OpenAI announced on March 24 that it is discontinuing Sora, the short-form AI video app that generated significant industry attention when it launched publicly in late 2024. The iOS app, its API, and Sora.com will all be closed, though the company has not yet specified exact shutdown dates. OpenAI offered no detailed explanation in its announcement, posting only a brief farewell message on X.
The closure coincides with the collapse of a planned partnership with Disney. Variety reported that Disney had been considering an investment of up to $1bn in OpenAI, a deal that has now been abandoned following the Sora shutdown.
The Wall Street Journal, citing sources familiar with the matter, described the decision as part of a broader strategic shift toward coding tools and AI agents, product areas OpenAI appears to view as more commercially defensible. The New York Times reported that the company is rethinking spending patterns ahead of what could be a significant IPO.

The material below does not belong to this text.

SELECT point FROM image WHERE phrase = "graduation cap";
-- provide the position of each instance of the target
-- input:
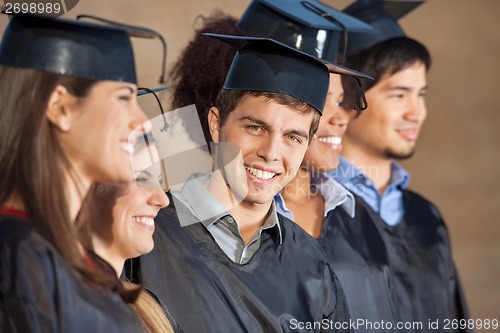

Sora had been notable at launch for its ability to generate hyper-realistic video from text prompts, causing immediate concern across parts of the media and entertainment industry. The standalone app, introduced roughly six months ago, offered users a social feed for sharing AI-generated video content. Despite the initial splash, the product is being discontinued at a moment when OpenAI is under pressure to demonstrate a clearer path to profitability.
CNBC framed the decision explicitly as a cost-reduction measure. OpenAI, which has never been consistently profitable, raised $40bn in a funding round at a $300bn valuation earlier this year. The combination of heavy infrastructure costs, aggressive hiring, and the capital demands of frontier model development has kept spending under scrutiny from investors and board members alike.